Recapping the GOP Debates
I have a confession to make. I had not been following the race for the Republican nomination as much as I should have. Debates with so many candidates get confusing and is somewhat boring because there are just some candidates that just don’t belong there. On the flip side of that is you get to hear the voice of the candidates that don’t raise as much money as the front runners and get to see how qualified they really are. So my wife and I decided last week that we would watch both GOP primaries last week. The one on Wednesday that covered the economy and the one on Saturday that cover National Security and Foreign Affairs.
I had been reading about the few candidates that the media constantly reports on, but I wanted to see what the other candidates had to say. I am glad I watched because I saw some good debates and one of the biggest debate gaffes since Admiral Stockdale asked to have the question repeated because he had shut off his hearing aid in the 1992 Vice-Presidential Debate. During the CNBC debate held on Wednesday the moderators completely challenged the candidates and that is what you look for in a debate. Unlike four years where the moderators were all part of the slobbering love affair. I thought John Harwood and Maria Bartiromo did a good job with the questions they asked, and a very good job following up when not getting the answer to the question they were asking. A couple of times during the debate Bartiromo and candidate Newt Gingrich intellectually sparred and neither one backed down.
The second debate was more lackluster than the previous debate. It was does by CBS and covered National Security and Foreign Affairs. I don’t think the moderators were as tough on the candidates as they could have been. The moderators, Scott Pelley of CBS News and Major Garrett of the National Journal, were more concerned on the debate rules rather than getting to the issues at hand. At one point Pelley told the audience to not applaud. Why have them there then? The questions were not as challenging and left the candidates reaching for substance to answers.

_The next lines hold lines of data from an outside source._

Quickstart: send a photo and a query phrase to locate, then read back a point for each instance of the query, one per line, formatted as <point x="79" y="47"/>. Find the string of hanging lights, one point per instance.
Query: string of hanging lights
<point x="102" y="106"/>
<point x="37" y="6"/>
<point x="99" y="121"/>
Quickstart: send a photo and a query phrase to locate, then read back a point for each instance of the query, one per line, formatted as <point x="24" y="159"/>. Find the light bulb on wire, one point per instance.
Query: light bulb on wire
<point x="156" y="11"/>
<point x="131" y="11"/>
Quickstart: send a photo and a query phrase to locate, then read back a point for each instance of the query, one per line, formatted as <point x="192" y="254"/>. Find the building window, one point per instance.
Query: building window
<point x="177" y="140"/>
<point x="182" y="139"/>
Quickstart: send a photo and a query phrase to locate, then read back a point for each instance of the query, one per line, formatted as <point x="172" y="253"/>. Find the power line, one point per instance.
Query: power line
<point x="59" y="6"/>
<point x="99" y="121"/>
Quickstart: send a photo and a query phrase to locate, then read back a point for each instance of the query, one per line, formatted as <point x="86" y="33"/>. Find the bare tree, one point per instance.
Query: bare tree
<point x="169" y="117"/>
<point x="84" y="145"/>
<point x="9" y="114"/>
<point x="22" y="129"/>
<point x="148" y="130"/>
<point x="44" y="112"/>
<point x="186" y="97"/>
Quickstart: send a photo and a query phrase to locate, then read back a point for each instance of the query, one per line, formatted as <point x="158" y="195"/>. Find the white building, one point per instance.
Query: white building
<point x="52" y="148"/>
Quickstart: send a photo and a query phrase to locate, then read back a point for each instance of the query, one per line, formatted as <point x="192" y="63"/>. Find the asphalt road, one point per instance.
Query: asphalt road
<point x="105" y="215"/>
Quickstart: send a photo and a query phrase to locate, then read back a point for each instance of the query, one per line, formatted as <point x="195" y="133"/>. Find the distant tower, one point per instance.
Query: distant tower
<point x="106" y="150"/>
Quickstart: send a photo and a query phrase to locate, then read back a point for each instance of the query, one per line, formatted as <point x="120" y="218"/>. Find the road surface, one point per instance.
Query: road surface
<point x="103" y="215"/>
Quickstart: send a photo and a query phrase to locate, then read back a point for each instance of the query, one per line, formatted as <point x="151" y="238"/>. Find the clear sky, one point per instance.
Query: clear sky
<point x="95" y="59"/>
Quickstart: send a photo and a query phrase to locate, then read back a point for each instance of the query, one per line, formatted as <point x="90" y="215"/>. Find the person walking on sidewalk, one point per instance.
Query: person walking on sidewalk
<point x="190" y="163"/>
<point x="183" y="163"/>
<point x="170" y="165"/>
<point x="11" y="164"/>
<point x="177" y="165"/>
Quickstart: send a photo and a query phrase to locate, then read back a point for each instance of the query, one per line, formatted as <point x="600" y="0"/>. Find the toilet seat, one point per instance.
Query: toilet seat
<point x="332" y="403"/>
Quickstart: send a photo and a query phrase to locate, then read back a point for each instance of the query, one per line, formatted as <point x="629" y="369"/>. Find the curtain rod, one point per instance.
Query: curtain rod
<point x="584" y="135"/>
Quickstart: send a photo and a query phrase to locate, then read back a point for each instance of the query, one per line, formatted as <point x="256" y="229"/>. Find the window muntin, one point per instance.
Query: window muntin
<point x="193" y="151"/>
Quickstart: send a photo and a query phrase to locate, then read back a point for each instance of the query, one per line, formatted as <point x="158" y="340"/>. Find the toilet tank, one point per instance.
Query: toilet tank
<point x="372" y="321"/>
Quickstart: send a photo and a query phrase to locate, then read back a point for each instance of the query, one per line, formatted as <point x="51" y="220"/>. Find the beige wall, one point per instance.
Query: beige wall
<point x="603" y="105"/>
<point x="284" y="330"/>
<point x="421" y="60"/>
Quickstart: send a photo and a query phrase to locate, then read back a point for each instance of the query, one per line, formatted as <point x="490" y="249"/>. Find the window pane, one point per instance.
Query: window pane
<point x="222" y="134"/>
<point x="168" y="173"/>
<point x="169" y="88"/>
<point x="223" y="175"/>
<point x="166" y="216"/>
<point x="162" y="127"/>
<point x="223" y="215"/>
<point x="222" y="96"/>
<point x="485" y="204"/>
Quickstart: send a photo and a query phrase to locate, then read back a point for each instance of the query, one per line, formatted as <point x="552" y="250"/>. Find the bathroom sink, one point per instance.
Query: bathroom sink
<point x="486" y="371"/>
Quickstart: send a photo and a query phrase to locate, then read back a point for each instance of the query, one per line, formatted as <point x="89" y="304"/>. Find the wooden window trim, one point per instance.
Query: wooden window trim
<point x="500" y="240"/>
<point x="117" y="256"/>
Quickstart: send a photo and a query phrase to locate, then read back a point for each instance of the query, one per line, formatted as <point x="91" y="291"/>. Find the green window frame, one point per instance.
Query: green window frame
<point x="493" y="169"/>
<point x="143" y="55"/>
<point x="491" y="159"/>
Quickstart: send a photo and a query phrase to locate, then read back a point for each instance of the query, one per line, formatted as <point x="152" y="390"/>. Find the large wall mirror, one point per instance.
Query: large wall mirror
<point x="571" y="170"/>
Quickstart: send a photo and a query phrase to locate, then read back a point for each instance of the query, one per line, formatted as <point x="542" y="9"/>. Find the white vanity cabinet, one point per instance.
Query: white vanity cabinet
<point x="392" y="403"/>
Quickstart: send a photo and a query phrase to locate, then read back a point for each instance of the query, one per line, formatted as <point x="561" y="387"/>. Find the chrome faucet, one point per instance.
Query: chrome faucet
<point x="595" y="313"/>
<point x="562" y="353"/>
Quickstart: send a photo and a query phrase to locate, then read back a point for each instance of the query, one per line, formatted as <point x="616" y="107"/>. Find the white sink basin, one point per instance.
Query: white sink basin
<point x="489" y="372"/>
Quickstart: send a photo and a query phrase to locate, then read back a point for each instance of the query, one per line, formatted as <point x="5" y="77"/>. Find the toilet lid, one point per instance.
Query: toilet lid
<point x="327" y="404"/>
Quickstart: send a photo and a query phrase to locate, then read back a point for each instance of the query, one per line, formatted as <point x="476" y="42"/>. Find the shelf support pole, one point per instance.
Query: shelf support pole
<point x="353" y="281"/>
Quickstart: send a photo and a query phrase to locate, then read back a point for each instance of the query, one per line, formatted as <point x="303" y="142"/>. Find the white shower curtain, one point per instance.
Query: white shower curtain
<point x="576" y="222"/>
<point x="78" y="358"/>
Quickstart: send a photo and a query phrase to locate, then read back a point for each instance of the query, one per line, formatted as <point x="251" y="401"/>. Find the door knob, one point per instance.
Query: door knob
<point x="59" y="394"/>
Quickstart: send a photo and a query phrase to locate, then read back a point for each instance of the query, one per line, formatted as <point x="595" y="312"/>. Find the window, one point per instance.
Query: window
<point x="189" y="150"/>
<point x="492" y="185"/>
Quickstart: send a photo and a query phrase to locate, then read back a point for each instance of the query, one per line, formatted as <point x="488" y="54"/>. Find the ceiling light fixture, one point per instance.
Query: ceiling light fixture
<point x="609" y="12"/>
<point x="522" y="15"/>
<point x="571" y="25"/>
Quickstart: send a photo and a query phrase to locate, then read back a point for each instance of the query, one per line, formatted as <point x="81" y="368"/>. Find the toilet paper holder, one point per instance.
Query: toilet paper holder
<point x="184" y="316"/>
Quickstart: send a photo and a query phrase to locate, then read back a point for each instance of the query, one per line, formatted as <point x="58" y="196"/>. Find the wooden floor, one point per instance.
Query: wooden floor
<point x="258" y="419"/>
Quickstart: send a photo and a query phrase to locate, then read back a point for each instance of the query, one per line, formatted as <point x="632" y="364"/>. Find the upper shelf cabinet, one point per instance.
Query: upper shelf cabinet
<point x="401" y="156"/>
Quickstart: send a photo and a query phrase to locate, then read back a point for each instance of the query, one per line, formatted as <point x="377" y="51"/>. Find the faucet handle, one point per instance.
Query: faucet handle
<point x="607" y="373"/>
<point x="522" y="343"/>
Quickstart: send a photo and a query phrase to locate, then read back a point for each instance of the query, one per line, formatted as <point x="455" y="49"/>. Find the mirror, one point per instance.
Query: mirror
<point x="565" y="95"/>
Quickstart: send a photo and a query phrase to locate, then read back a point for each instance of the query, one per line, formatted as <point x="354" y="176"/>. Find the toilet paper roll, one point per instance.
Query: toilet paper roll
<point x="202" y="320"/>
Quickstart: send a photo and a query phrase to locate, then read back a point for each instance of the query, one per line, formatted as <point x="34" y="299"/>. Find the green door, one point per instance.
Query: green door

The questions were what to do with Iran, Pakistan and Afghanistan. My favorite response to the question is Pakistan friend or foe came from former Pennsylvania Senator Rick Santorum. He said that Pakistan has to be a friend because they are a nuclear power. That’s great Rick, so wasn’t the U.S.S.R. Where has Santorum been? Pakistan has been hiding al Qaeda terrorists in their country, while they take aid from the U.S.. Do we wait for those nuclear weapons to get in the hands of terrorists before Santorum classifies them as foes? Do me a favor Rick, stop complaining that you don’t get any questions during the debates and shut up. They don’t ask you questions because you say stupid things and they are protecting you from that.
I can’t continue to write this without commenting on Gov. Rick Perry’s memory loss during the CNBC debate when answering the question of what cuts he would make to the budget. How anyone took Perry serious is beyond me. He is riding the Tea Party wave of conservatism and he doesn’t realize that too conservative isn’t popular either. When he was stumbling he could have covered himself by blurting out “Treasury”, he would have at least gotten some laughs. He is definitely falling into the Stockdale category of “Who am I? Why am I here?” from the ’92 debate. He tried to joke it off in the second debate, but too little too late.
The only uncomfortable moment in the debates came during the CNBC debates. The moderators were adamant that the debate was to cover the economy when the candidates would steer off topic. The John Harwood asks Herman Cain about his recent accusations and asks if he can be trusted. After Cain handled it well and responded to the blindsided question, Harwood follows up by asking Romney, “As a business man would you hire Herman Cain among the accusations?” Huh? Romney handled it well and basically refused to answer the question. I understand that at some point during these debates Cain will need to answer to the accusations. But the moderators cannot make up the rules as they go.
It is quite evident that Romney looks like he is going to be the candidate. The few things I noticed about the debate were that in neither debate the candidates did not go after each other. They even complimented one another, which the Republican Party needs. Maybe it was the format and the rules, but it was refreshing. The issues are more complex than people can image and to give the candidates 30 seconds to solve the economy, healthcare and foreign policy is just stupid. Finally, I see a couple of candidates abandoning their presidency bids and are campaigning for the Vice Presidency. I see John Huntsman as one of those candidates. He has great experience both domestically and internationally. Sorry John, there is no way there will be two Mormons on the ticket. If Romney does win, I see a possible Secretary of State position in your future. Former Speaker of the House Newt Gingrich has become very combative with the media during the debates and has been a protector of all the candidates claiming that all the candidates would be better than President Obama, and that should be unified message coming out of the debates.
I am still undecided as to who I like in this field but I did enjoy watching the debates. I plan to watch more. The next one on television in November 22, on CNN.